In [None]:
import nltk
nltk.download('stopwords')

In [None]:
import pandas as pd
import numpy as np


import string
import re
from pprint import pprint

# NLTK 
from nltk.corpus import stopwords
from nltk.stem.wordnet import WordNetLemmatizer
from nltk.corpus import stopwords
stop_words = stopwords.words('english') #this depends on each language

# Gensim
import gensim
import gensim.corpora as corpora
from gensim.utils import simple_preprocess
from gensim.models import CoherenceModel

# spacy for lemmatization
import spacy

# Plotting tools
import pyLDAvis
import pyLDAvis.gensim  
import matplotlib.pyplot as plt
%matplotlib inline

# Enable logging for gensim - optional
import logging
logging.basicConfig(format='%(asctime)s : %(levelname)s : %(message)s', level=logging.ERROR)
np.random.seed(2020)
import warnings
warnings.filterwarnings("ignore",category=DeprecationWarning)

In [None]:
import codecs

In [None]:
col_names = ['question_description','primary_question']#,'question_type','question_description','question_title','answer','answer_date','ministry']
df = pd.read_csv('input_csv/train.csv',names=col_names,skiprows = 1)

In [None]:
BAD_CHARS = ['(?) ?????']
pat = '|'.join(['({})'.format(re.escape(c)) for c in BAD_CHARS])
df = df[~df['primary_question'].str.contains(pat)]
len(df)

In [None]:
from nltk.corpus import stopwords
stop_words = stopwords.words('english')
stop_words.extend(['whether','government','governments','fact','aware','ministry','ministries'])

In [None]:
data = df.primary_question.values.tolist()
#print(data)
data = [re.sub('\s+', ' ', sent) for sent in data]
data = [re.sub("\'", "", sent) for sent in data]

In [None]:
def sent_to_words(sentences):
    for sentence in sentences:
        yield(gensim.utils.simple_preprocess(str(sentence), deacc=True))  # deacc=True removes punctuations

data_words = list(sent_to_words(data))

print(data_words[0:1])

In [None]:
# Build the bigram and trigram models
bigram = gensim.models.Phrases(data_words, min_count=5, threshold=1000) # higher threshold fewer phrases.
trigram = gensim.models.Phrases(bigram[data_words], threshold=1000)  

# Faster way to get a sentence clubbed as a trigram/bigram
bigram_mod = gensim.models.phrases.Phraser(bigram)
trigram_mod = gensim.models.phrases.Phraser(trigram)

# See trigram example
print(trigram_mod[bigram_mod[data_words[0]]])

In [None]:
# Define functions for stopwords, bigrams, trigrams and lemmatization
def remove_stopwords(texts):
    return [[word for word in simple_preprocess(str(doc)) if word not in stop_words] for doc in texts]

def make_bigrams(texts):
    return [bigram_mod[doc] for doc in texts]

def make_trigrams(texts):
    return [trigram_mod[bigram_mod[doc]] for doc in texts]
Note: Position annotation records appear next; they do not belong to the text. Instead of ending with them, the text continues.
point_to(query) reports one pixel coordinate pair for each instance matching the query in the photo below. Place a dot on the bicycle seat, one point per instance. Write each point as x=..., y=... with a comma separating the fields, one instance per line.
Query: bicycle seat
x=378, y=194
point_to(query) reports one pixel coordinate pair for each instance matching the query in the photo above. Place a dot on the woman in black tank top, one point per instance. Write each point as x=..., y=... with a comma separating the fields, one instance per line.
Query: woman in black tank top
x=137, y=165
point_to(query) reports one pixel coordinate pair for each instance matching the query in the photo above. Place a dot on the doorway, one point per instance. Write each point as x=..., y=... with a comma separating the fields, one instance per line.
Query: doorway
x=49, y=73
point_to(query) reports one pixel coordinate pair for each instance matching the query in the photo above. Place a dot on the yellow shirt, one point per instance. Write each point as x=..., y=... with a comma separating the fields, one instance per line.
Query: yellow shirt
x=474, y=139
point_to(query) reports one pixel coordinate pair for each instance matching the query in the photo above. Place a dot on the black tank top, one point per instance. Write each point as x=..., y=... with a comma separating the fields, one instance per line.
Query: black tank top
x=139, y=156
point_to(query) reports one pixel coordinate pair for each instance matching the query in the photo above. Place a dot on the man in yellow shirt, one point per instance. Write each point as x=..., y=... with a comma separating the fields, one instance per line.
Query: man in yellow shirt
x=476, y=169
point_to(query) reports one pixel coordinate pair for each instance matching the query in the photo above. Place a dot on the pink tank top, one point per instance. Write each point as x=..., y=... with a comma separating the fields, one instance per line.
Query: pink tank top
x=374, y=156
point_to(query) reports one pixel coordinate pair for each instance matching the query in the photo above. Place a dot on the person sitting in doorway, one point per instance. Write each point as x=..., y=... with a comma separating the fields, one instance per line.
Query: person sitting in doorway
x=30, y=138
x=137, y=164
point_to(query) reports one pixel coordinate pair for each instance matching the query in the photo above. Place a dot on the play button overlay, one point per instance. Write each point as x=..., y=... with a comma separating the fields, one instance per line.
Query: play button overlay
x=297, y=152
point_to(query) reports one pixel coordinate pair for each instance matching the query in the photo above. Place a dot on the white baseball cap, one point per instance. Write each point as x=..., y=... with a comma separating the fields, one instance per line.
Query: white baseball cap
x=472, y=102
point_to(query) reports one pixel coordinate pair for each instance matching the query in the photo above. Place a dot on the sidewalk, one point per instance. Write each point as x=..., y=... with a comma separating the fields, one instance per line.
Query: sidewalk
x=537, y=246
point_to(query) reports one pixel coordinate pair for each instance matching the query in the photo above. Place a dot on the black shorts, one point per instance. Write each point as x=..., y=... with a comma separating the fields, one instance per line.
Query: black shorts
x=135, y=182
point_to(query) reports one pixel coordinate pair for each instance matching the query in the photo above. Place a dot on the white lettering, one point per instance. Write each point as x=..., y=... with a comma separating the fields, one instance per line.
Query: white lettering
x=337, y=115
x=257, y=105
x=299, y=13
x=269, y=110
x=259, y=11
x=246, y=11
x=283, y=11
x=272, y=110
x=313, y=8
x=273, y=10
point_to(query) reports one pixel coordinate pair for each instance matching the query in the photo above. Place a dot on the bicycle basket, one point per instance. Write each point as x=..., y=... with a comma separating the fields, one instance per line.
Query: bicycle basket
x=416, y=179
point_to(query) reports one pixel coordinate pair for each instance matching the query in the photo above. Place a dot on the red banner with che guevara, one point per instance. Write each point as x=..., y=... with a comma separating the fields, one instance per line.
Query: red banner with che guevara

def lemmatization(texts, allowed_postags=['NOUN', 'ADJ', 'VERB', 'ADV']):
    """https://spacy.io/api/annotation"""
    texts_out = []
    for sent in texts:
        doc = nlp(" ".join(sent)) 
        texts_out.append([token.lemma_ for token in doc])# if token.pos_ in allowed_postags])
    return texts_out

In [None]:
data_words_nostops = remove_stopwords(data_words)

# Form Bigrams
data_words_bigrams = make_trigrams(data_words_nostops)

# Initialize spacy 'en' model, keeping only tagger component (for efficiency)
# python3 -m spacy download en
#nlp = spacy.load('en', disable=['parser', 'ner'])

# Do lemmatization keeping only noun, adj, vb, adv
#data_lemmatized = lemmatization(data_words_bigrams, allowed_postags=['NOUN', 'ADJ','VERB', 'ADV'])

In [None]:
string_list = [' '.join(word) for word in data_words_bigrams]
with codecs.open('train.txt', 'w','utf-8') as f:
    for item in string_list:
        print (item ,file=f)

In [None]:
class Sentences(object):
    def __init__(self, filename):
        self.filename = filename

    def __iter__(self):
        for line in codecs.open(self.filename, 'r'):
            yield line.split()

In [None]:
df_read = df.sample(n=20000) 

In [None]:
df_test = df_read[['primary_question']].copy()
BAD_CHARS = ['(?) ?????']
pat = '|'.join(['({})'.format(re.escape(c)) for c in BAD_CHARS])
df_test = df_test[~df_test['primary_question'].str.contains(pat)]
len(df_test)

In [None]:
data_test = df_test.primary_question.values.tolist()
data_test = [re.sub('\s+', ' ', sent) for sent in data_test]
data_test = [re.sub("\'", "", sent) for sent in data_test]

In [None]:
data_test_words = list(sent_to_words(data_test))
data_words_nostops_test = remove_stopwords(data_test_words)

# Form Bigrams
data_words_bigrams_test = make_trigrams(data_words_nostops_test)
#data_lemmatized_test = lemmatization(data_words_bigrams_test, allowed_postags=['NOUN', 'ADJ','VERB', 'ADV'])

In [None]:
string_list = [' '.join(word) for word in data_words_bigrams_test]
with codecs.open('test.txt', 'w','utf-8') as f:
    for item in string_list:
        print (item ,file=f)

In [None]:
source = 'train.txt'
model_file = 'w2v_embedding'
sentences = Sentences(source)
model = gensim.models.Word2Vec(sentences, size=200, window=5, min_count=15, workers=4, sg=1, iter=10)#,ns_exponent=-0.50)
model.save(model_file)

In [None]:
source = 'train.txt'
model_file = 'experiments/w2v_embedding'
sentences = Sentences(source)
model = gensim.models.Word2Vec(sentences, size=200, window=5, min_count=1, workers=4, sg=1, iter=10)#,ns_exponent=-0.50)
model.save(model_file)